We omit the proof that all rainbow circuits of $M$ have size strictly greater than $\frac{n}{2}$, but the curious reader can see [3].

References.

[1] Ron Aharoni, Matthew DeVos, and Ron Holzman. Rainbow triangles and the Caccetta-Häggkvist conjecture. J. Graph Theory, 92(4):347–360, 2019.

[2] Louis Caccetta and R. Häggkvist. On minimal digraphs with given girth. In Proceedings of the Ninth Southeastern Conference on Combinatorics, Graph Theory, and Computing (Florida Atlantic Univ., Boca Raton, Fla., 1978), Congress. Numer., XXI, pages 181–187. Utilitas Math., Winnipeg, Man.,1978.

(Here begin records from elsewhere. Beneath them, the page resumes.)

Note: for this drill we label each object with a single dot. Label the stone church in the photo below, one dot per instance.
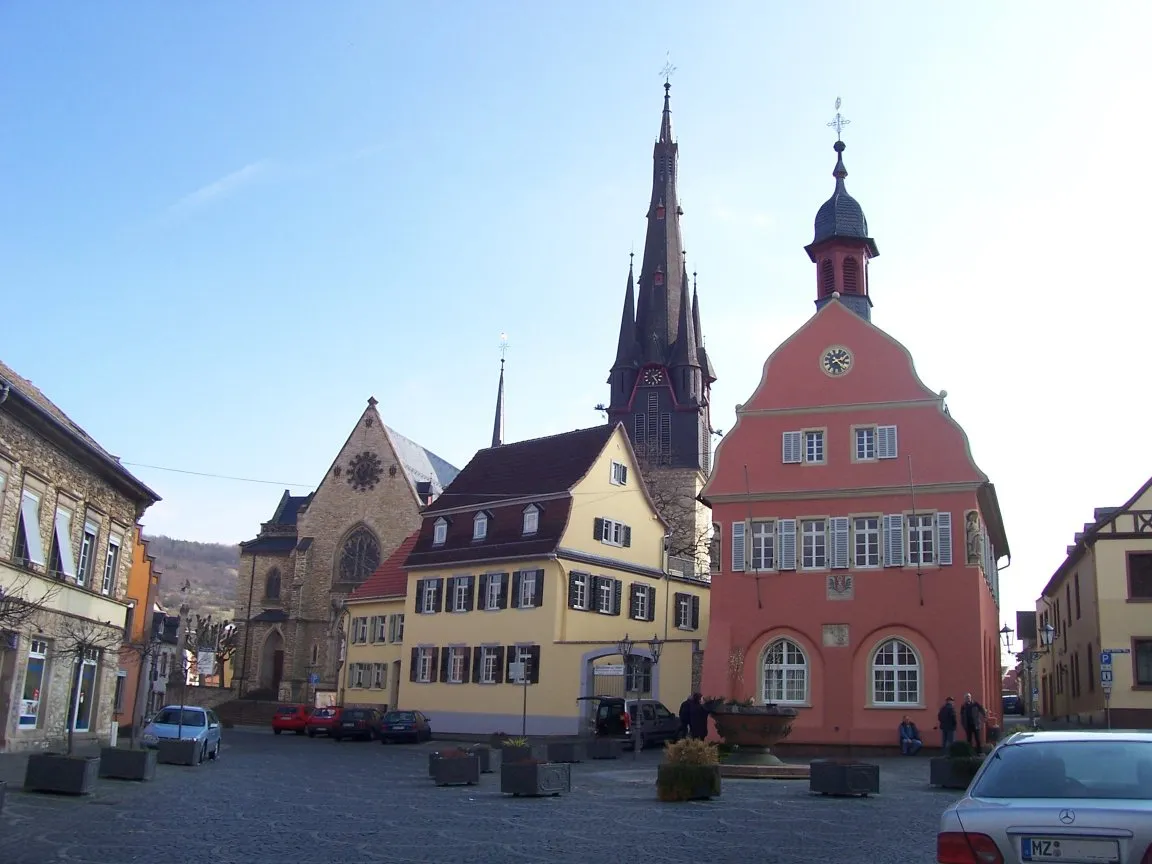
(316, 548)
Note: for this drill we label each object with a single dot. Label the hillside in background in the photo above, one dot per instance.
(209, 569)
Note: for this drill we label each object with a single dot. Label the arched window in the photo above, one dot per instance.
(272, 584)
(360, 556)
(785, 674)
(895, 674)
(851, 275)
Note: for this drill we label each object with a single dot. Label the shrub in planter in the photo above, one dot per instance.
(690, 771)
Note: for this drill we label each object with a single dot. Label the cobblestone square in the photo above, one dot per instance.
(288, 798)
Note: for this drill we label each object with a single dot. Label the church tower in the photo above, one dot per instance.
(661, 378)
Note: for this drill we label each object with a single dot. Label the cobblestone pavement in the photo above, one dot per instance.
(288, 798)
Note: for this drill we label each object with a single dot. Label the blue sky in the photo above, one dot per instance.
(271, 211)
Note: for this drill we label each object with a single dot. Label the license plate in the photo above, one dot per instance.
(1066, 849)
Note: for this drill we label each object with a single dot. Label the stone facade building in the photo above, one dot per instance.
(317, 548)
(68, 512)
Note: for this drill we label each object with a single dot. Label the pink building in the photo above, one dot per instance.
(859, 540)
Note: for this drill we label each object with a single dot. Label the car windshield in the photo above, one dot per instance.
(171, 717)
(1106, 768)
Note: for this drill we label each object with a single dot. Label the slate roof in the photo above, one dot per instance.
(391, 578)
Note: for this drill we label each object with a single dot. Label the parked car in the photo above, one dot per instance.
(356, 724)
(1055, 796)
(321, 720)
(404, 726)
(189, 722)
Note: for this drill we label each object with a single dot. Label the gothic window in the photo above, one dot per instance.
(851, 275)
(360, 556)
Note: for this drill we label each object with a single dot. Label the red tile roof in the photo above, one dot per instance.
(391, 578)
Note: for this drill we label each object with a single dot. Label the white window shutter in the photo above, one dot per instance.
(894, 540)
(793, 447)
(944, 538)
(737, 546)
(885, 441)
(839, 525)
(787, 546)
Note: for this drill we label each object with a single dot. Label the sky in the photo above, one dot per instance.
(224, 226)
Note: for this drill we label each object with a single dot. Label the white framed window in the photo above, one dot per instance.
(619, 475)
(813, 544)
(764, 545)
(785, 674)
(866, 542)
(111, 565)
(36, 681)
(922, 538)
(531, 520)
(895, 674)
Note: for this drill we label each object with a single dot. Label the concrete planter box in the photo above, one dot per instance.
(535, 779)
(180, 752)
(63, 774)
(123, 764)
(566, 751)
(456, 771)
(843, 777)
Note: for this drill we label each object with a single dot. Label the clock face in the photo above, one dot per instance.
(836, 361)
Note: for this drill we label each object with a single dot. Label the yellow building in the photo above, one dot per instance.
(545, 553)
(1100, 600)
(374, 634)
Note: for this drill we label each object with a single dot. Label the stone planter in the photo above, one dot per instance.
(180, 752)
(63, 774)
(535, 779)
(123, 764)
(604, 749)
(456, 770)
(843, 777)
(687, 782)
(566, 751)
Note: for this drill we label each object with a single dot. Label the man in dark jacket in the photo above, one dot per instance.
(947, 719)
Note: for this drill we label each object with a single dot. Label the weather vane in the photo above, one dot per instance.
(839, 122)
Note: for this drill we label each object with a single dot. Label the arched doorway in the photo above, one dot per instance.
(272, 661)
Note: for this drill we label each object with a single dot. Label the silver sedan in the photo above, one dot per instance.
(1074, 797)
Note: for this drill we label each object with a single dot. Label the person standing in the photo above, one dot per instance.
(947, 719)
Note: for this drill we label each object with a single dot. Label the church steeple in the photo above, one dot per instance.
(841, 248)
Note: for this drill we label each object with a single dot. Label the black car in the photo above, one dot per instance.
(404, 726)
(356, 724)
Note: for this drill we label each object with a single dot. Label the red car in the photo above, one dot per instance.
(290, 718)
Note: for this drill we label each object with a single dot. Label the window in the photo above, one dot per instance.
(35, 683)
(785, 674)
(866, 536)
(613, 533)
(360, 556)
(619, 476)
(111, 565)
(1139, 575)
(764, 535)
(813, 544)
(895, 674)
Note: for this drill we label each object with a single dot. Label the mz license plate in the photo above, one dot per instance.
(1069, 850)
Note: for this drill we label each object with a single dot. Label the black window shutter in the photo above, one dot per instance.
(533, 665)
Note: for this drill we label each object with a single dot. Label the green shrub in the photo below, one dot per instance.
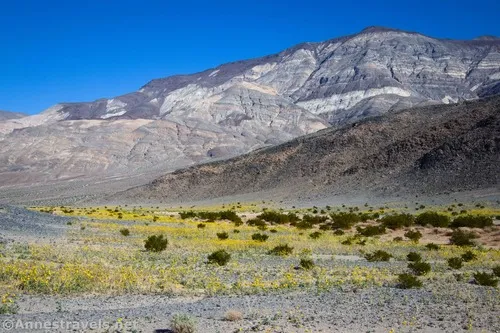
(156, 243)
(471, 221)
(281, 250)
(344, 220)
(419, 267)
(371, 230)
(256, 222)
(485, 279)
(455, 262)
(432, 218)
(222, 235)
(432, 247)
(260, 237)
(408, 281)
(378, 255)
(462, 238)
(397, 221)
(125, 232)
(187, 215)
(219, 257)
(413, 235)
(181, 323)
(414, 256)
(468, 256)
(315, 235)
(306, 264)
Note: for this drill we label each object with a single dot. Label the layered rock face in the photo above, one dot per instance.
(241, 106)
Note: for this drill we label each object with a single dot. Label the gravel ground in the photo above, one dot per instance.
(363, 310)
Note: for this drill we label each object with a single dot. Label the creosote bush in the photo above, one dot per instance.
(468, 256)
(419, 267)
(432, 247)
(156, 243)
(306, 263)
(222, 235)
(281, 250)
(485, 279)
(397, 221)
(371, 230)
(378, 255)
(219, 257)
(182, 323)
(414, 256)
(472, 221)
(260, 237)
(315, 235)
(432, 218)
(455, 262)
(413, 235)
(408, 281)
(462, 238)
(125, 232)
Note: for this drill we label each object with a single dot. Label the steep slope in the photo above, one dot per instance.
(237, 107)
(7, 115)
(426, 150)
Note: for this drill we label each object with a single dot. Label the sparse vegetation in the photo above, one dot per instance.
(156, 243)
(378, 255)
(219, 257)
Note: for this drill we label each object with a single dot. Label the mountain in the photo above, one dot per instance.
(425, 150)
(237, 107)
(6, 115)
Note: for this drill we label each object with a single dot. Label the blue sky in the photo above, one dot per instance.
(69, 51)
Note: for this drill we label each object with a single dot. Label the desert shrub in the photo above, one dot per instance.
(397, 221)
(182, 323)
(314, 219)
(156, 243)
(462, 238)
(371, 230)
(408, 281)
(278, 218)
(432, 247)
(455, 262)
(468, 256)
(419, 267)
(414, 256)
(260, 237)
(378, 255)
(485, 279)
(281, 250)
(472, 221)
(256, 222)
(306, 263)
(187, 215)
(344, 220)
(233, 315)
(125, 232)
(433, 218)
(413, 235)
(315, 235)
(219, 257)
(222, 235)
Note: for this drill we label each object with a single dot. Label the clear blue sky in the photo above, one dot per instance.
(69, 51)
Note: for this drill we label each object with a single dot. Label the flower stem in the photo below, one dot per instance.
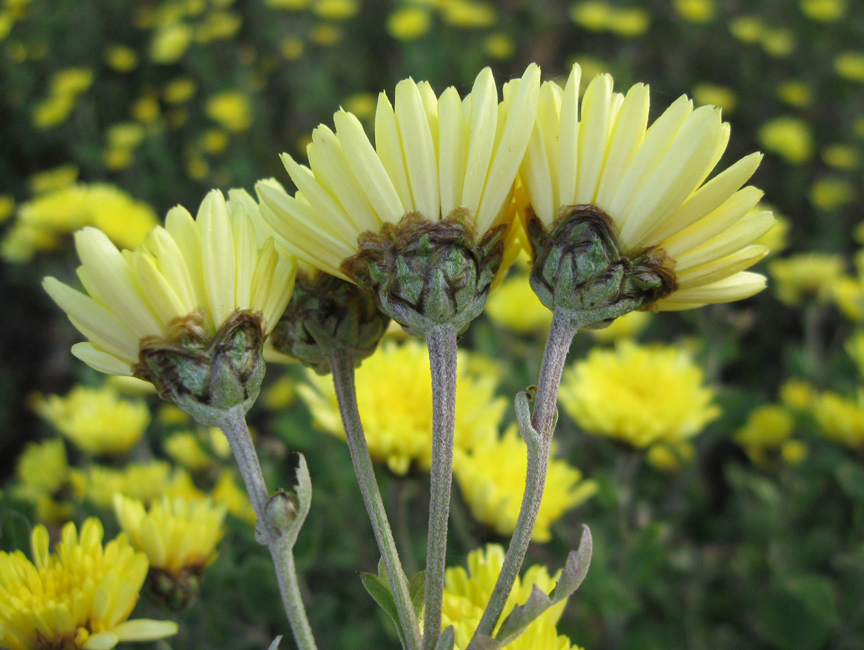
(561, 334)
(280, 546)
(441, 341)
(342, 369)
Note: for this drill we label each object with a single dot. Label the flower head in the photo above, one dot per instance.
(492, 480)
(394, 396)
(638, 394)
(622, 210)
(78, 597)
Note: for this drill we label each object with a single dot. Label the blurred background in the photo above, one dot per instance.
(750, 535)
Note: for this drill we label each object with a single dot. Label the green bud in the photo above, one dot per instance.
(328, 314)
(428, 273)
(206, 375)
(579, 269)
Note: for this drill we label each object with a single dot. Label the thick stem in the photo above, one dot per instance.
(280, 547)
(342, 368)
(557, 345)
(441, 341)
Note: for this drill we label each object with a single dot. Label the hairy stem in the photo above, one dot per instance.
(441, 341)
(342, 368)
(280, 546)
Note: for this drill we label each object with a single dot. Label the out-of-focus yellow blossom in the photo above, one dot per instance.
(808, 275)
(79, 597)
(362, 105)
(628, 326)
(54, 179)
(325, 34)
(231, 109)
(789, 137)
(855, 348)
(291, 48)
(767, 428)
(235, 499)
(850, 65)
(394, 396)
(179, 90)
(499, 46)
(467, 592)
(290, 5)
(641, 395)
(747, 28)
(468, 14)
(778, 42)
(824, 11)
(514, 305)
(96, 420)
(335, 10)
(795, 93)
(492, 480)
(831, 192)
(720, 96)
(121, 58)
(280, 394)
(696, 11)
(841, 419)
(178, 536)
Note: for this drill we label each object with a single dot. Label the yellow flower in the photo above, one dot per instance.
(841, 419)
(432, 155)
(231, 109)
(650, 184)
(492, 480)
(212, 267)
(78, 597)
(176, 535)
(638, 394)
(808, 275)
(394, 396)
(97, 420)
(467, 592)
(789, 137)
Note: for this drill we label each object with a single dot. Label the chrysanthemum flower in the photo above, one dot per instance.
(182, 301)
(630, 205)
(424, 210)
(638, 394)
(492, 480)
(78, 597)
(467, 592)
(96, 420)
(394, 396)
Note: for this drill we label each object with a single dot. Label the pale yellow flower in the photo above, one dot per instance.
(638, 394)
(650, 183)
(492, 477)
(97, 420)
(432, 155)
(176, 535)
(212, 266)
(79, 597)
(467, 592)
(394, 396)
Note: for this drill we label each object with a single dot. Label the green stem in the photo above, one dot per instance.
(561, 334)
(342, 368)
(280, 546)
(441, 341)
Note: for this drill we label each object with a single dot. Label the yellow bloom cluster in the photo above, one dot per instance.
(79, 597)
(466, 593)
(97, 420)
(394, 396)
(42, 222)
(638, 394)
(492, 480)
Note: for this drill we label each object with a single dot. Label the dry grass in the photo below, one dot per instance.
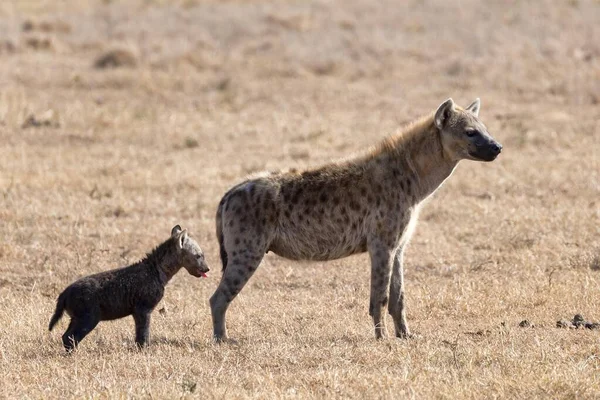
(224, 89)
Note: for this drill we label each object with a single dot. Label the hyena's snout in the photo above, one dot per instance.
(488, 150)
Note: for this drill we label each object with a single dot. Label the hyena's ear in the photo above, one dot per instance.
(181, 239)
(475, 106)
(176, 230)
(443, 113)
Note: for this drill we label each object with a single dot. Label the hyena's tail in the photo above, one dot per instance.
(60, 309)
(220, 233)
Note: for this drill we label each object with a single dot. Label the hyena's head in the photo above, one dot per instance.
(189, 254)
(463, 135)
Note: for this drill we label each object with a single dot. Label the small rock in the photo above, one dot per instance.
(48, 118)
(563, 323)
(578, 320)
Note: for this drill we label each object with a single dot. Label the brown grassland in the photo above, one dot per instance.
(98, 163)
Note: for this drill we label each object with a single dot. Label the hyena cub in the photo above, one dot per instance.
(133, 290)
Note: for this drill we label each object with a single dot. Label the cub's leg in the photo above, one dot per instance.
(80, 329)
(142, 327)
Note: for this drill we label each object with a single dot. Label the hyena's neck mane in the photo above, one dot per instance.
(417, 151)
(163, 260)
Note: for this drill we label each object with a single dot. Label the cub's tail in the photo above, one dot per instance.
(60, 308)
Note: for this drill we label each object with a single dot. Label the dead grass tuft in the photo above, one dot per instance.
(56, 26)
(117, 58)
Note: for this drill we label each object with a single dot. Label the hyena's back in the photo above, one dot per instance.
(316, 215)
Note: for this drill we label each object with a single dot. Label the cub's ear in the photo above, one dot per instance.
(176, 230)
(475, 106)
(443, 113)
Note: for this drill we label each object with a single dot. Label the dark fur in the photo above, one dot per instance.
(133, 290)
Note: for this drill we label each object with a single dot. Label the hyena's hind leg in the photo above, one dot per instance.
(79, 329)
(396, 307)
(381, 268)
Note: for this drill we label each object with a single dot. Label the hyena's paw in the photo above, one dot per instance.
(225, 340)
(408, 336)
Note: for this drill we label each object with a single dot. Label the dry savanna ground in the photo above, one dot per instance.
(119, 119)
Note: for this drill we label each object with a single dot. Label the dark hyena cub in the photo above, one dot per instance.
(133, 290)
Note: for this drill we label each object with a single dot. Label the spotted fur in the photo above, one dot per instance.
(367, 203)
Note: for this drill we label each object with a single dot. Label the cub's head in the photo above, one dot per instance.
(463, 135)
(190, 255)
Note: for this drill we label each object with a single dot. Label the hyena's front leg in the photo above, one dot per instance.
(235, 276)
(142, 327)
(396, 306)
(381, 266)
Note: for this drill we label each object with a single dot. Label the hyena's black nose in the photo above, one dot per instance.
(496, 147)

[3] Matt DeVos, Matthew Drescher, Daryl Funk, Sebastián González Hermosillo de la Maza, Krystal Guo, Tony Huynh, Bojan Mohar, and Amanda Montejano. Short rainbow cycles in graphs and matroidsarxiv.org/abs/1806.00825

[4] Blair D. Sullivan. A summary of problems and results related to the Caccetta-Häggkvist conjecture. arxiv.org/abs/math/0605646

[5] Yahya Ould Hamidoune. A note on minimal directed graphs with given girth. J. Combin. Theory Ser. B, 43(3):343–348,1987.

[6] C. T. Hoàng and B. Reed. A note on short cycles in digraphs. Discrete Math., 66(1-2):103–107, 1987.